First, edit /etc/tomcat5/base/server.xml and turn off Tomcat's
authentication for its connectors, by adding
tomcatAuthentication="false"
to all <Connector ... /> tags. You will have two of them
(for ports 8009 and 8080). In my case, they now look as follows:
<Connector port="8080"
maxThreads="150" minSpareThreads="25" maxSpareThreads="75"
enableLookups="false" redirectPort="8443" acceptCount="100"
debug="0" connectionTimeout="20000"
disableUploadTimeout="true" tomcatAuthentication="false" />
<Connector port="8009"
enableLookups="false" redirectPort="8443" debug="0"
protocol="AJP/1.3" tomcatAuthentication="false" />
Step 13
We are going to use Tomcat's built-in authentication mechanisms in this
installation.
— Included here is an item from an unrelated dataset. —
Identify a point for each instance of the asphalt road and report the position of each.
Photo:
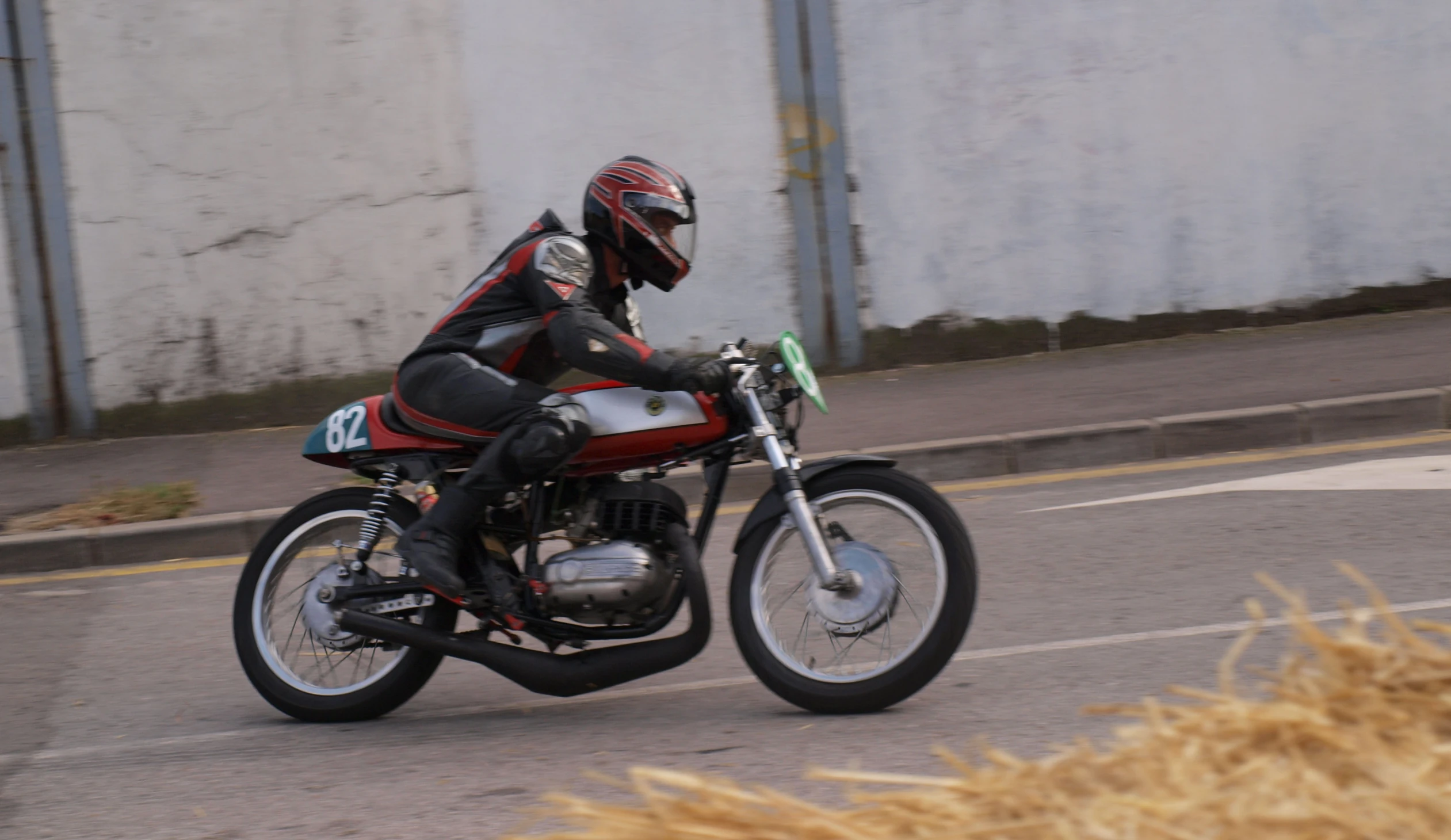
(125, 714)
(1192, 373)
Edit /etc/tomcat5/base/server.xml and add the following
Context block within the
<Server><Service><Engine><Host>...</Host></Engine></Service></Server>
block:
<Context path="/shibboleth-idp"
docBase="/srv/www/tomcat5/base/webapps/shibboleth-idp"
debug="99" reloadable="true">
<Logger className="org.apache.catalina.logger.FileLogger"
prefix="localhost-shibboleth-idp-"
suffix=".log" timestamp="true"/>
<Realm className="org.apache.catalina.realm.MemoryRealm" debug="0"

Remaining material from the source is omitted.